Second, another potential way to curb the military’s influence is to raise awareness about the dangers of taking up political roles within the armed forces themselves. Professional military training has an important role to play here. It may reduce the long-term incentives of soldiers to meddle in civilian affairs if it couples military professionalism with the virtues of civilian oversight and inculcates officers with democratic norms. To this end, training needs to be more contextualised (Agüero 2019). It must clearly transmit the historical repercussions of military rule not only for states and citizens, but also for military organisations themselves. International partners may support such depoliticisation efforts by providing foreign training programmes that are geared towards this goal.

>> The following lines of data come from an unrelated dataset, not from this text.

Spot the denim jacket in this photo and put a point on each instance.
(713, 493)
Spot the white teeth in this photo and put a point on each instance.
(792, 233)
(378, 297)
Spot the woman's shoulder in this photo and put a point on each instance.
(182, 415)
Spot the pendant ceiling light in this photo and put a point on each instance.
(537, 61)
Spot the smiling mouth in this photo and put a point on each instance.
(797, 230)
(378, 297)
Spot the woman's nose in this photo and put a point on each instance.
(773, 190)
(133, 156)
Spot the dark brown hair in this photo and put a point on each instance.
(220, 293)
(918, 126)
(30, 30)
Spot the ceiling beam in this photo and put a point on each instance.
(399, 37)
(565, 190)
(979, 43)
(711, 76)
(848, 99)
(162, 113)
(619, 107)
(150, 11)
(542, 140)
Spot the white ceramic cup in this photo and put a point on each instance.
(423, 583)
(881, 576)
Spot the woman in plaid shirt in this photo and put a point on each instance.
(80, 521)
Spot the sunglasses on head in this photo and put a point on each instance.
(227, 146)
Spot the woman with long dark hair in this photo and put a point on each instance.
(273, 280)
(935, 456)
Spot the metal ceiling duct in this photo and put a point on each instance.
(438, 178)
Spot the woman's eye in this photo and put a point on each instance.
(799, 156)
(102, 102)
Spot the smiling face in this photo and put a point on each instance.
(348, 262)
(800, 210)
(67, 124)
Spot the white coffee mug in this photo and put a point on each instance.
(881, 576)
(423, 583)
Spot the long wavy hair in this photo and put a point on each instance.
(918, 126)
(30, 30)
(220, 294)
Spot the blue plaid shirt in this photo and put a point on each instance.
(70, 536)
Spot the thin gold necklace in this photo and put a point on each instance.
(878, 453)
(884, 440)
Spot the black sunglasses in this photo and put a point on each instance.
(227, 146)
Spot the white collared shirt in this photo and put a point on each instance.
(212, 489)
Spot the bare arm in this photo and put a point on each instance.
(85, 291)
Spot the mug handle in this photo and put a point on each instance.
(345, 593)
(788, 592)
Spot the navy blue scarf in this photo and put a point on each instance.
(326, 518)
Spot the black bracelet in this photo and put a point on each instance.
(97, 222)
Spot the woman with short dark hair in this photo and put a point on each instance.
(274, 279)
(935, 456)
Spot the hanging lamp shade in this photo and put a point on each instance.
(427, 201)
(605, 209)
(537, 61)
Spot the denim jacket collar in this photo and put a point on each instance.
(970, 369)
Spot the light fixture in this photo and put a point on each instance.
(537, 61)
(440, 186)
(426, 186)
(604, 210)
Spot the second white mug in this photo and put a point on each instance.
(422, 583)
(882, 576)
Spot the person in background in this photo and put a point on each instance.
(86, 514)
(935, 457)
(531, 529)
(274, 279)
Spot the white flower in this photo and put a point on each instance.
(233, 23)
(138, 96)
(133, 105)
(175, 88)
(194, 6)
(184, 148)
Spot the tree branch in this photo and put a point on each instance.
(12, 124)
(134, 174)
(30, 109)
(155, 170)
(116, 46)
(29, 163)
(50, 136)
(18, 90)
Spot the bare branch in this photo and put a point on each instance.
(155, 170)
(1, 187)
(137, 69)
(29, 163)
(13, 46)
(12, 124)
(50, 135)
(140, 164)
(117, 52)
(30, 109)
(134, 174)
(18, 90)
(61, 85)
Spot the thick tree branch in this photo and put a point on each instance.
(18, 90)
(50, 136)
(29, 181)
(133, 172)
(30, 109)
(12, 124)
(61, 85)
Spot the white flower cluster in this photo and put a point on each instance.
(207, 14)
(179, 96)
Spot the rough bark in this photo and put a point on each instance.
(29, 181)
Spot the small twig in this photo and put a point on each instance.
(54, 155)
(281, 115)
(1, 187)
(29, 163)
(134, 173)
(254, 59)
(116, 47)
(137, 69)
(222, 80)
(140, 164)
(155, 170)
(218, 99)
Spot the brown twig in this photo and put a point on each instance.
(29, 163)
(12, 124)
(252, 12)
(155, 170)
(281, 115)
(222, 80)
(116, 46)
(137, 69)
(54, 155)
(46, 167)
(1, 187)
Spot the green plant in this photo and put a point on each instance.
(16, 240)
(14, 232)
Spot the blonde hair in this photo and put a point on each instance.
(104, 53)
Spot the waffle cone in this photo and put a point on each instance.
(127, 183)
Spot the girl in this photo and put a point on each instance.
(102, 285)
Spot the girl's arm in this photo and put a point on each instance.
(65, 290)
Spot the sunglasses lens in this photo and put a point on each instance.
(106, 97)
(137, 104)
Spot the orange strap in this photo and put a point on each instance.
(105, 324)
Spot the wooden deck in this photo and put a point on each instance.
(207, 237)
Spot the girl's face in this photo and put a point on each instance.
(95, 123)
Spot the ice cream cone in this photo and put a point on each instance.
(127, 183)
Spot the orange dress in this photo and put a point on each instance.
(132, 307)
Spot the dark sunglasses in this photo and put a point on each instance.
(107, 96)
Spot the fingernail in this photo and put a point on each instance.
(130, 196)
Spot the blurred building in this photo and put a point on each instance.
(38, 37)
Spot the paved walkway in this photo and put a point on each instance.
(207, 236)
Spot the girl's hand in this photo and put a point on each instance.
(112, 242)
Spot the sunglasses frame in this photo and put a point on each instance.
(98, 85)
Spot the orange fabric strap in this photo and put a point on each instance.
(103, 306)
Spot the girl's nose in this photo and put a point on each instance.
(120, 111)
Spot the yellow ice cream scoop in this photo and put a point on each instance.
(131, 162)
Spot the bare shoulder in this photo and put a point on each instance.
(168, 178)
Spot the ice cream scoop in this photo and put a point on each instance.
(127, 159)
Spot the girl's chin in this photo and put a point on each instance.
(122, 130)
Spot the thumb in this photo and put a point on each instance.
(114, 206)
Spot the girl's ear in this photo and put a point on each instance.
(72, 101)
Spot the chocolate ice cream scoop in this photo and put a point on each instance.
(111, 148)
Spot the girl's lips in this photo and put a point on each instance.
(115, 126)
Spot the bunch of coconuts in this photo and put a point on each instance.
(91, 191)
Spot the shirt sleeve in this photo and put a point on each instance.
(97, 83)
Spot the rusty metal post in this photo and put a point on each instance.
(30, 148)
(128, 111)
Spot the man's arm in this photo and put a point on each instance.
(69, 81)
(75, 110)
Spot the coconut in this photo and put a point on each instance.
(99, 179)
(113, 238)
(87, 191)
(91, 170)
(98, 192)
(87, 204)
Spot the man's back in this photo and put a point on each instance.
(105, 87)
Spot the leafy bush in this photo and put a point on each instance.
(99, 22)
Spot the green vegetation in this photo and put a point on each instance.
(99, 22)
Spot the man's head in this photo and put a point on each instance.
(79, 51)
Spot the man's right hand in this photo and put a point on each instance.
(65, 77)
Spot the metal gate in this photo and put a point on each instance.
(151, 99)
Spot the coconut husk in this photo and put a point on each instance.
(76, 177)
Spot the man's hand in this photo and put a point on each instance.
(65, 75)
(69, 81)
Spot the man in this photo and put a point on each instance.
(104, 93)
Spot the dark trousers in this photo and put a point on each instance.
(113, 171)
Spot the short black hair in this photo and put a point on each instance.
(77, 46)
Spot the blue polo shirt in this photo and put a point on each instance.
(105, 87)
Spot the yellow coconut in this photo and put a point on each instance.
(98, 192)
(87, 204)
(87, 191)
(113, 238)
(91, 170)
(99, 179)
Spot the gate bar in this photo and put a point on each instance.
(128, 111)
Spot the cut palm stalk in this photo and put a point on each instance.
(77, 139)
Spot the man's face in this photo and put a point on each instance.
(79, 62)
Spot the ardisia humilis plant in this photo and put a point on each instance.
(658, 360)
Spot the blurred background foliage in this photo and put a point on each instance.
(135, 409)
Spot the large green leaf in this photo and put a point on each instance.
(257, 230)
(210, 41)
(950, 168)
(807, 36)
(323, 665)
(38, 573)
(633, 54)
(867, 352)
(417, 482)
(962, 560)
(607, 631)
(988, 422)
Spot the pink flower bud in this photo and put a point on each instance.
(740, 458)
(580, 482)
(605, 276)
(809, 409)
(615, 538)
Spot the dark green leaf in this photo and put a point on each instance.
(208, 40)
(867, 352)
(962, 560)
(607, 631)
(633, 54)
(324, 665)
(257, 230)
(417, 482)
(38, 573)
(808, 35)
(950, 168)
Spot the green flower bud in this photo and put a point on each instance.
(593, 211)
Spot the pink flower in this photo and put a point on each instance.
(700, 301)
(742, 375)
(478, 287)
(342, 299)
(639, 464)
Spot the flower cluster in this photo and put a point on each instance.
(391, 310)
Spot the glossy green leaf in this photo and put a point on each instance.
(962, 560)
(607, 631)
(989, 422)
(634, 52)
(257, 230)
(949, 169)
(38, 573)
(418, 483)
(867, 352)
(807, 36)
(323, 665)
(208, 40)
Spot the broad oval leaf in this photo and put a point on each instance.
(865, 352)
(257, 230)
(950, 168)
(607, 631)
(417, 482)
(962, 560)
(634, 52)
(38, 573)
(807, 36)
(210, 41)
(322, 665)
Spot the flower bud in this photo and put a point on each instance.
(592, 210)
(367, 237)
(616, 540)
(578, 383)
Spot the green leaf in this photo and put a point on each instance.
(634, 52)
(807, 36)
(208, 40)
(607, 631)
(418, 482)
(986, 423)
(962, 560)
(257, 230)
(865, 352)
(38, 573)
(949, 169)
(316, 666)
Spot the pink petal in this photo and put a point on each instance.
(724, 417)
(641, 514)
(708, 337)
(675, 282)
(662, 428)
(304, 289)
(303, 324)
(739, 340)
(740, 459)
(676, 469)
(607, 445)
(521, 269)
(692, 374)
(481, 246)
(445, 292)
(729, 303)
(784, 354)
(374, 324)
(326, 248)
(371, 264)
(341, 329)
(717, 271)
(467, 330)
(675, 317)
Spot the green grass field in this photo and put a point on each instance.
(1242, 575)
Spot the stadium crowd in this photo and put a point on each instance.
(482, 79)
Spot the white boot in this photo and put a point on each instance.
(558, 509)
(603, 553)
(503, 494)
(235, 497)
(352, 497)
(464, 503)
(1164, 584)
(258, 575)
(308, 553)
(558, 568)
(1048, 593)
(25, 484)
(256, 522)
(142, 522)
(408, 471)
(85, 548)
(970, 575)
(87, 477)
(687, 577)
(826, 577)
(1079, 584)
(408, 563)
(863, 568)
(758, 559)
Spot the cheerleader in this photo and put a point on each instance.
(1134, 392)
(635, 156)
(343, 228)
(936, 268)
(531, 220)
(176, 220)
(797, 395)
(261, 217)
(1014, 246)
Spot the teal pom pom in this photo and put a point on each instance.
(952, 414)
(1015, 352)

Furthermore, with the military deployed on the streets in several Latin American countries, expanding military training on citizens’ civil liberties and human rights seems equally paramount. Both domestic and foreign-sponsored training programmes commonly include such topics. Yet in practice, content often rests on the discussion of general and abstract normative concepts while avoiding clear links to the military’ own history (Agüero 2019). Teaching historical and contemporary developments can help in educating particularly those officers who did not experience the dictatorships of the past, and therefore may be overly optimistic about the military’s enhanced role.
Finally, analysis suggests that a further militarisation of the region is unlikely to be prevented unless the incentive structures for government leaders are changed. Given the severity of Latin America’s political and economic problems, this only seems feasible in the long run. In the past, international constraints – for example under the Inter-American Democratic Charter of the Organization of American States – have helped to protect democracies from military interference (Mora and Fonseca 2019). This requires vigilance on the part of the international community and, if necessary, the willingness to build up coordinated diplomatic pressure both within the Americas as well as between the United States and Europe.
However, the chances for such concerted responses currently seem slim. The crisis in Venezuela has deepened the political rifts within the Organization of American States (Kurtenbach 2019b). The US as one of the most important actors in the region, currently lacks both the political credibility and indeed the will to halt the military’s heightened political influence in allied countries. And with China and the US competing for global economic influence, Europe’s opportunities to initiate a rethink among Latin American government leaders remain limited at best. Together this suggests that a further militarisation of Latin American politics will be difficult to curb from the outside. As long as the region’s structural problems of economic inequality, weak institutions, corruption, and insecurity remain unresolved, the motivation of governments and militaries to include more soldiers in politics is likely to prevail.